Xero 1Q cash burn accelerates on rising staff, marketing costs

By Paul McBeth


Aug. 3 (BusinessDesk) - Xero, the cloud-based accounting software developer, burned through cash at a faster pace in the June quarter as it ramped up spending on an expanding workforce and more than doubled expenditure on marketing and advertising.

The Wellington-based company's operating cash outflow more than doubled to $17 million in the three months ended June 30 from the same quarter a year earlier, and widened from the $12.2 million outflow reported in the March period. Customer receipts jumped 72 percent to $40.5 million from a year earlier, with staff costs up 66 percent to $31.8 million and Xero's advertising and marketing spend more than doubling to $11.5 million.

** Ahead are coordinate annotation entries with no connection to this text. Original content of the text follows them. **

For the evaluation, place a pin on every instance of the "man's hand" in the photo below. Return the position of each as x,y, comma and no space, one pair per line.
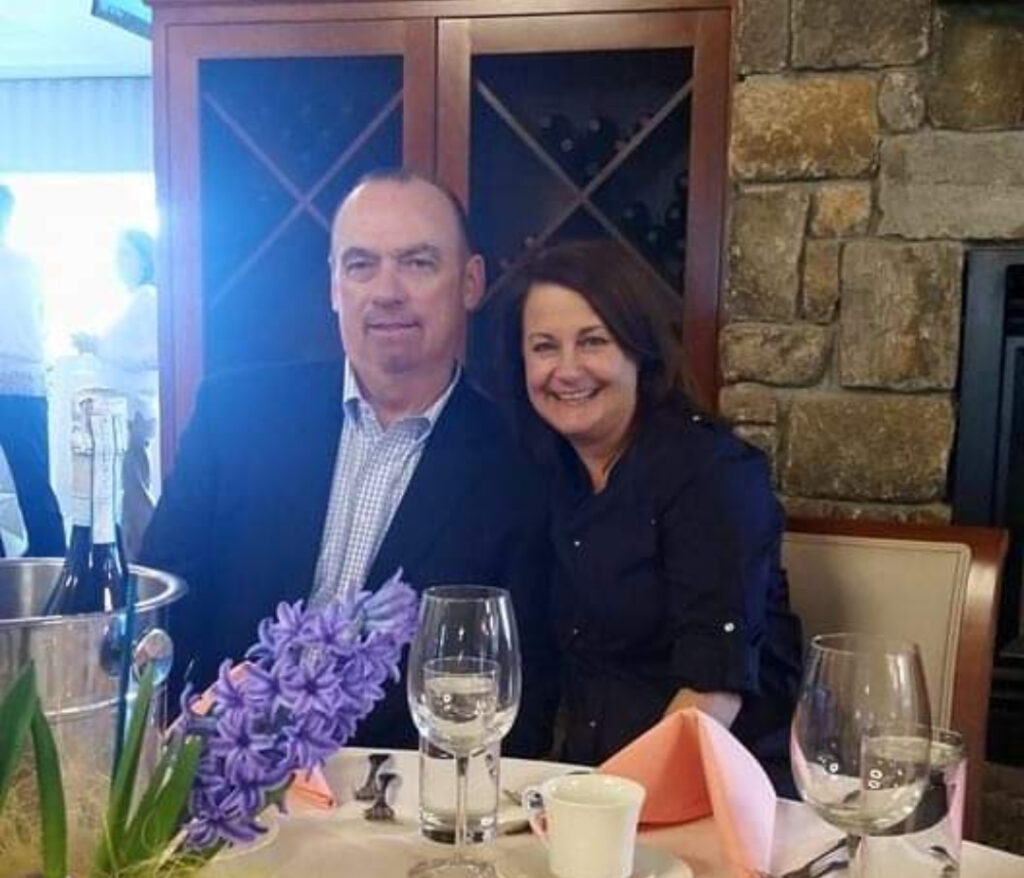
722,705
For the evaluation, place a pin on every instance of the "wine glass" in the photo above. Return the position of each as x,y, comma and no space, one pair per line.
464,684
861,735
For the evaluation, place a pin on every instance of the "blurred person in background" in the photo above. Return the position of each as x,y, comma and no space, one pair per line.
128,350
23,394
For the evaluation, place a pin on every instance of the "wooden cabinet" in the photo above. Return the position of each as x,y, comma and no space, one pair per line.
550,119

The staff costs included $3.7 million relating to annual tax payments on share-based compensation, more than twice the $1.4 million it spent a year earlier


The company's investing activities reported a cash outflow of $11.5 million in the quarter as Xero bought intellectual property and other current assets, up from the $9 million outflow a year earlier.

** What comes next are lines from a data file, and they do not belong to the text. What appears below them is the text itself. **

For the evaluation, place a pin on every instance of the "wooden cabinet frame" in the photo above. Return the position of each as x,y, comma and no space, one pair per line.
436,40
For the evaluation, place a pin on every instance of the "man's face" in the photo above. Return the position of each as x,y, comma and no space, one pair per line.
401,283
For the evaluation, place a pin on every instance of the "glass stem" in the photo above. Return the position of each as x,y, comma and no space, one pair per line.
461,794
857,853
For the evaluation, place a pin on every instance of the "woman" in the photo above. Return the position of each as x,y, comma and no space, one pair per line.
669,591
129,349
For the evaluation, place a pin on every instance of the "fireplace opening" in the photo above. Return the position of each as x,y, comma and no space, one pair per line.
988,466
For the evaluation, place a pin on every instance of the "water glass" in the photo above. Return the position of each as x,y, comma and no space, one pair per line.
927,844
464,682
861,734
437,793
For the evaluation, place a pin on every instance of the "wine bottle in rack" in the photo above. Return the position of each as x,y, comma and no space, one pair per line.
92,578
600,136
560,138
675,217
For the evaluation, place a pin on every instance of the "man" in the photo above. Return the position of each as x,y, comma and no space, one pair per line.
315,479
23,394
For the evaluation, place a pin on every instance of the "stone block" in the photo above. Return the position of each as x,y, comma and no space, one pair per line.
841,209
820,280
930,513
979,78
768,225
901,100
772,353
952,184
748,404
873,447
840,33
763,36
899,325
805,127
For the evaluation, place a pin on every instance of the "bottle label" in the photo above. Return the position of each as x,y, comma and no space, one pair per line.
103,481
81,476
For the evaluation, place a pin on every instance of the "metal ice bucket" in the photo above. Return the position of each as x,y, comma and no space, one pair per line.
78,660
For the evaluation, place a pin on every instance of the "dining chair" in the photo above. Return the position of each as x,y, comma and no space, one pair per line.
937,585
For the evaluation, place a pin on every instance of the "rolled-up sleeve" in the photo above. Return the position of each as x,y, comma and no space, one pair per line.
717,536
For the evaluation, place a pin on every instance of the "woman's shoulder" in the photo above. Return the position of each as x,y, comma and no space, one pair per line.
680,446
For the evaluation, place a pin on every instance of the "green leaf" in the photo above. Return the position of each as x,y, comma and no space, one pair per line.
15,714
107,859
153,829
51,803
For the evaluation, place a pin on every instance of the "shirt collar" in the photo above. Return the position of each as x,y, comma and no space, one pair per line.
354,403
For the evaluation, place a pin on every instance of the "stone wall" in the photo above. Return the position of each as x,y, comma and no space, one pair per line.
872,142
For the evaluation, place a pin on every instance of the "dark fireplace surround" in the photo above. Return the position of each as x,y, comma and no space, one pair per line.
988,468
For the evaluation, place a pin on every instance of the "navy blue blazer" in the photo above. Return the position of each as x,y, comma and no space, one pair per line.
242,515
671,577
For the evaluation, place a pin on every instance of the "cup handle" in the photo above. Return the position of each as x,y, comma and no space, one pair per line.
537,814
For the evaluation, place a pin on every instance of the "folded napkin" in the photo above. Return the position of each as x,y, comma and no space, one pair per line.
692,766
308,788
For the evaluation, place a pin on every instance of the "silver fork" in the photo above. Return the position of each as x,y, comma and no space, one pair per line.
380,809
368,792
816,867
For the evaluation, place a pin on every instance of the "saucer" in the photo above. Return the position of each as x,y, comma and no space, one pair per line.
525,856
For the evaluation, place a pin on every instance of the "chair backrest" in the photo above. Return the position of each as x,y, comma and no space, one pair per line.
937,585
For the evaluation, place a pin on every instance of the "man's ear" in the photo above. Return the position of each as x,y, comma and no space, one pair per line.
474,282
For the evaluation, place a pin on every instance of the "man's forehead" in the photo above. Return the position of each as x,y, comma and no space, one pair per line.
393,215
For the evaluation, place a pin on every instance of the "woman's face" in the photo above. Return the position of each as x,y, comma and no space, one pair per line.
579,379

"Xero continues to believe that ongoing investment in customer growth and product innovation is the correct strategy given the substantial opportunity and potential long-term returns," it said in a statement. "Xero is focused on containing its full financial year cash outflow to similar levels to Xero's prior financial year."

The software developer's total operating and investment outflow was $88.4 million in the 2015 financial year, and it raised a further $147 million in the year from US-based institutional funds.

Xero had cash and deposits totalling $243.5 million as at June 30, down from $268.9 million at the start of the quarter.

The shares fell 0.6 percent to $17.60, and have gained 9.6 percent this year.